She pauses, shakes herself out of her reverie. Luck. A fickle mistress. It was bad luck that brought her before the bear. She presses the axe handle hard into the water-soaked hide, stretching it out. The sun, bright in the sky, does nothing to heat up the cool autumnal day, yet still sweat drips down her brow. Her scars burn in remembrance of the wounds that left them.

It had been a spring morning. Like any other. She'd been deep in the Wilds, had been alone for weeks. Such long periods of isolation were common for her. Gathering hides to sell in Ashebank, or any of the tiny outlying hamlets that scratched a living in the Wilds themselves. Had just finished clearing the remnants of the previous night's campfire when she heard it. A low, grumbling, snuffling noise. She froze, looked around slowly. There, at the edge of the clearing, a brown bear, tall as she was, even on all fours. Time seemed to slow. Her vision, already sharp, seemed to become more so, until even at 40 or so feet away, she could make out individual tines of fur on its hide. Behind it, two bear cubs also fixed her with their gaze. This was bad.

What must have been no more than a few seconds seemed to stretch into an eternity.
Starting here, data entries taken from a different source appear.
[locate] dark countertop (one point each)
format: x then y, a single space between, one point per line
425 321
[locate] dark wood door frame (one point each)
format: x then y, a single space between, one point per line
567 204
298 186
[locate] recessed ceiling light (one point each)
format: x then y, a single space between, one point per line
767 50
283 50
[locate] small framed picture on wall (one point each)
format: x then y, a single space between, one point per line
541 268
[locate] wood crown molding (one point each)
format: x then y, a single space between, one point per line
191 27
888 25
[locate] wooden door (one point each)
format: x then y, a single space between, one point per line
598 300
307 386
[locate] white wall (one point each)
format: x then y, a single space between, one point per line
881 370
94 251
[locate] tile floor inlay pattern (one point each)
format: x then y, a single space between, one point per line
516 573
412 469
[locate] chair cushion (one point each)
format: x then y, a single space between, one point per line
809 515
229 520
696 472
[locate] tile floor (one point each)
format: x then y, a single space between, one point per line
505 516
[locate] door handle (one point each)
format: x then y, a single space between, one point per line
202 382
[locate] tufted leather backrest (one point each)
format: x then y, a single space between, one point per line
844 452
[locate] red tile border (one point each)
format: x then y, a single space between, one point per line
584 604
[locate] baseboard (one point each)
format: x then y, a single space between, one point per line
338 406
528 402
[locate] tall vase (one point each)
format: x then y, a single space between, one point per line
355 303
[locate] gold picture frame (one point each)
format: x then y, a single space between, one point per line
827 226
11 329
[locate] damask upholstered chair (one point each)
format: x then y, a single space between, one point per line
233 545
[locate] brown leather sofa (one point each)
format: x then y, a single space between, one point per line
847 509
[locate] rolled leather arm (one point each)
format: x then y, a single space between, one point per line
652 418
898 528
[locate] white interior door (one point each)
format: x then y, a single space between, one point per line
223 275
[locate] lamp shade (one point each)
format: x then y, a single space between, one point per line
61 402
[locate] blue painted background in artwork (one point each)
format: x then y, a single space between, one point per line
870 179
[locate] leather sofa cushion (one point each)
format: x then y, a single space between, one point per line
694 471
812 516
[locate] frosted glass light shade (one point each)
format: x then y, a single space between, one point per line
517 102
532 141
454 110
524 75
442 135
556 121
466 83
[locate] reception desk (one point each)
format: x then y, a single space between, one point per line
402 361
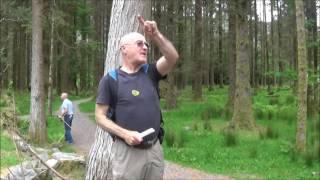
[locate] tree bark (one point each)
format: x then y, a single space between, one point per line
37 128
301 133
197 58
220 45
232 57
123 20
50 85
242 113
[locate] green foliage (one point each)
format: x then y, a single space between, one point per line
55 130
88 107
265 157
272 133
175 139
230 138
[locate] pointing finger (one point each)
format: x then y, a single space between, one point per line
141 20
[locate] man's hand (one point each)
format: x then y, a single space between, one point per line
133 138
149 27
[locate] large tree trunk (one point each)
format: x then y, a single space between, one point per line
37 128
301 134
242 113
123 20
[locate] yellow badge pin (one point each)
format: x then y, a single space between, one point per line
135 92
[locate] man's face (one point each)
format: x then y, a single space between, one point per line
136 49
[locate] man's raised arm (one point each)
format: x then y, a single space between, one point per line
170 54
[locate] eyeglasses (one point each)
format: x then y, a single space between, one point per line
141 44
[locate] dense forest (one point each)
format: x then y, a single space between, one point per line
48 47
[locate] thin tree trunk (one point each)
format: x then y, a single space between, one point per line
197 58
123 20
257 77
232 57
51 64
171 95
242 113
301 134
280 61
37 128
220 45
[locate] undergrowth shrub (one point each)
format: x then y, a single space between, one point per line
290 99
272 133
288 113
176 139
207 125
230 138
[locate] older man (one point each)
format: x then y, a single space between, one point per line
66 113
137 107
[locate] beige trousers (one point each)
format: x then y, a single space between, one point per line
130 163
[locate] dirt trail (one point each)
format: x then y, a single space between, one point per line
83 132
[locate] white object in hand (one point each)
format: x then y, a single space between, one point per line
147 132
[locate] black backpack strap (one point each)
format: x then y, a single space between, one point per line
113 85
145 69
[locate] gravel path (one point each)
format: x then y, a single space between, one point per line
83 131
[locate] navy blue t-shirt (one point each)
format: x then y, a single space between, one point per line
138 106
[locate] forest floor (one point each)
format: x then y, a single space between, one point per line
83 132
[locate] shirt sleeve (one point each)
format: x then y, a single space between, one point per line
104 93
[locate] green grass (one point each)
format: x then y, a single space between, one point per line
55 129
195 137
208 150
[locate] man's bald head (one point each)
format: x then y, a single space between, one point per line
131 38
64 95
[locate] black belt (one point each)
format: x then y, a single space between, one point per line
142 145
147 144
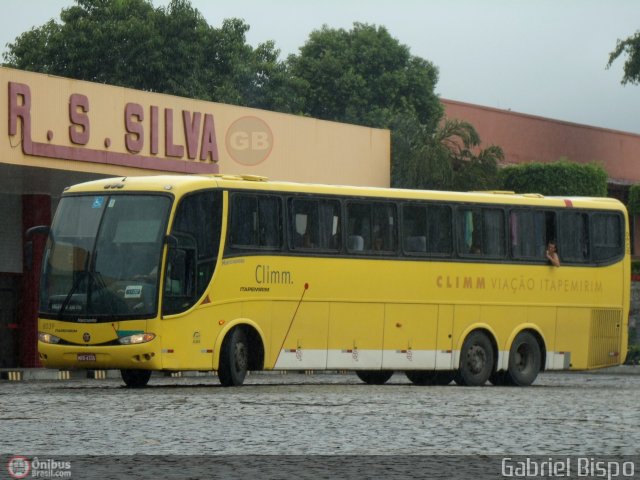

Hunter and hunted stood frozen, staring at each other, for seconds? Minutes? She didn't know. She could see the tip of her unstrung bow on the ground, in her peripheral vision. Could she make it to the treeline? Bears are fast. Mother bears, with hungry cubs to feed, are especially dangerous. She'll have to be faster.

She turned on her heel, sprinted across the glade as quick as she could, desperately looking for an escape. Behind her, the bear thundered closer, great, gasping growls echoing through the trees, setting her very lungs to vibrate. Terror gifts her an extra burst of speed. It isn't enough... spirits save her, she isn't going to make it...

No.

Bad enough she relives that morning every night in her dreams. She isn't going to allow herself to relive it during the day as well. The axe handle clatters to the ground. She's probably stretched this hide just a little too much – stress points are starting to appear. Hopefully once the tannin has sealed, it won't be too bad. She walks over to the wall of her hut, where a water flask sits against a wall. She lifts it, takes a drink. Cold water sears down her throat, settles in her stomach, and suddenly she notices the cool of her sweat on her skin, soaking into her tunic. Deep breath. She surveys her yard. That hide needs sealed anyway. Let's start a fire to smoke that, before we do anything else. Inside the hut, her hatchet sits on her single nightstand, freshly sharpened just yesterday. Smells stale in here. Gotta clean it out. Job for later. She lifts the hatchet in her left hand, steps back outside, limps over to the small woodpile.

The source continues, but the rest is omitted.